Nel ricorso in Cassazione il dirigente ha esposto che, come evidenziato dal CTU, il lavoratore era caratterizzato da un disturbo di base di tipo ‘dipendente’ con tratti ‘evitanti’, e ciò aveva contribuito a renderlo strutturalmente fragile e più vulnerabile a eventi stressanti.

La personalità particolarmente fragile del lavoratore, si sosteneva, era una concausa che dovrebbe escludere o ridurre la responsabilità per mobbing.

Per la Corte di Cassazione tale affermazione è del tutto infondata; infatti, per consolidata giurisprudenza, in caso di concorso tra causalità umana e concausa naturale il responsabile dell’illecito risponde per l’intero.

Nell’ipotesi quindi in cui la persona danneggiata sia, per la propria condizione soggettiva, più vulnerabile di altri soggetti della stessa età e genere, tale circostanza non incide né sul nesso di causa, né sulla attribuzione della colpa e nemmeno sulla liquidazione del danno.

Premio di produzione e assenza per maternità e paternità

Il Tribunale di Asti, con sentenza 536/2020, ha deliberato in merito a un caso di discriminazione legata ad assenze per paternità.

Nel caso in esame un lavoratore aveva usufruito del congedo parentale per un totale di sessanta giorni nel corso dell’anno; nello stesso anno non aveva effettuato alcuna altra assenza.

Ciò nonostante aveva subito, proprio in ragione dell’assenza dovuta per congedo parentale, una decurtazione del premio di risultato previsto dall’accordo aziendale.

In particolare aveva ricevuto circa un terzo del premio percepito da colleghi con stesso inquadramento contrattuale e in mancanza di assenze.

Il lavoratore aveva quindi fatto ricorso contro la natura discriminatoria dell’accordo aziendale in ragione dello status di genitore.

Secondo l’azienda tale circostanza non ravvisa una discriminazione di genere poiché l’accordo aziendale prevede la stessa disciplina in materia di assenze per congedi parentali per i lavoratori e le lavoratrici; inoltre l’azienda ha sottolineato la coerenza dell’accordo aziendale su questo punto poiché l’istituto ‘premio di risultato’ è necessariamente collegato alla presenza al lavoro e al conseguente apporto fornito alla realizzazione degli accordi aziendali.

Secondo il Giudice tale tesi non può essere accolta poiché il legislatore ha apportato alcune modifiche rispetto all’impianto originario del codice delle pari opportunità che prevedeva in effetti il divieto della discriminazione di genere.

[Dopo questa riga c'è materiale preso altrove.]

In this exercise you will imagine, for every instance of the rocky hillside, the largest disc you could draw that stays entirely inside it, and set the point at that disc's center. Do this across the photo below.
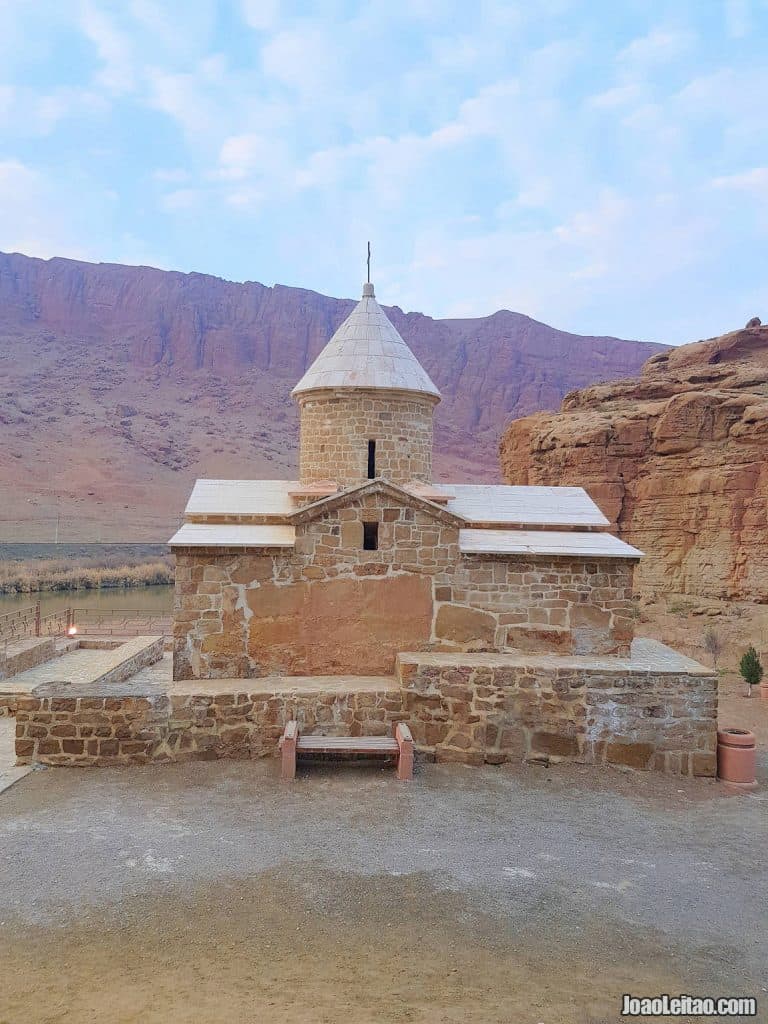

In particolare all’art. 25, sotto la rubrica ‘Discriminazione diretta e indiretta’ è stato aggiunto il comma 2 bis che recita: ‘costituisce discriminazione, ai sensi del presente titolo, ogni trattamento meno favorevole in ragione dello stato di gravidanza, nonché di maternità o paternità, anche adottive, ovvero in ragione della titolarità e dell’esercizio di tali diritti’

A parere del Giudice il datore di lavoro ha prospettato una discriminazione diretta in danno del genitore, poiché il meccanismo di riduzione del premio colpisce direttamente i lavoratori che fruiscono dei congedi parentali.

Inoltre tale meccanismo colpisce proprio le assenze per congedi parentali – e quindi i genitori – e non altre tipologie di assenze altrettanto giustificate, come le assenze per legge 104, permessi sindacali, permessi per donazione di sangue, etc.

Il Giudice ha quindi dichiarato la natura discriminatoria dell’accordo sindacale nella parte in cui indica le assenze per maternità e paternità facoltative quale cause legittimanti la riduzione del premio di risultato e ha ordinato la cessazione della condotta con rimozione degli effetti.